Must-See Lower East Side
by Chris Wallace, 03/18/2014
New Museum. Photo: Julienne Schaer
Arts & Culture
New York City has long been a movie town, both as a shooting location and as a cineast paradise, and there are numerous repertory, indie and art-house venues spread throughout the City. The Sunshine Cinema is an art-house with stadium seating and big screens, and the venue features sleeper and breakout indie films for good, long stretches, in case you missed them when they premiered. A couple of blocks north, the Anthology Film Archives screens hard-to-find world cinema, as well as classic and newly made avant-garde films.
If you prefer art you can view from a closer vantage, there is a range of destinations. The New Museum is the Lower East Side's primary cultural hub, mounting contemporary art shows that draw interest from observers around the world. The works on display are serious, but the institution certainly has a whimsical side: in the past, passersby could jump onto a slide in the museum or see a rainbow-colored "Hell, Yes" affixed to the outside of the building. The museum's bookstore is worth a visit for those seeking tomes about such subjects as architecture, design and art criticism—and, if you're hungry, the Hester Street Café (a newish collaboration with the well-known LES weekend market, Hester Street Fair) has a range of sandwiches, salads and baked goods, as well as caffeinated drinks, to keep you sated.

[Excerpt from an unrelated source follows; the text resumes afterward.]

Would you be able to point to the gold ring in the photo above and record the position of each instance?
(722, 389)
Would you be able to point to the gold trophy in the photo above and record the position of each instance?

The Tenement Museum, meanwhile, makes for an illuminating exploration of New York City history. Six immaculately restored apartments, from five different decades in the building's 150-year history, re-create precisely what the tenement apartments would have looked like over the years. Walking tours of synagogues are offered by the Lower East Side Jewish Conservancy LTD, which focuses on preserving Jewish sites and culture in the area through private and customized jaunts. A few blocks away, in what was the first synagogue built in the area, the Museum at Eldridge Street Synagogue provides a lens into the lives of some of the neighborhood's first Jewish inhabitants. The 1887 synagogue was restored in glorious detail over the course of more than 20 years. In addition to showcasing the area's history, it still hosts services. The renovation was by no means staid—it includes a stained-glass window by artist Kiki Smith and architect Deborah Gans.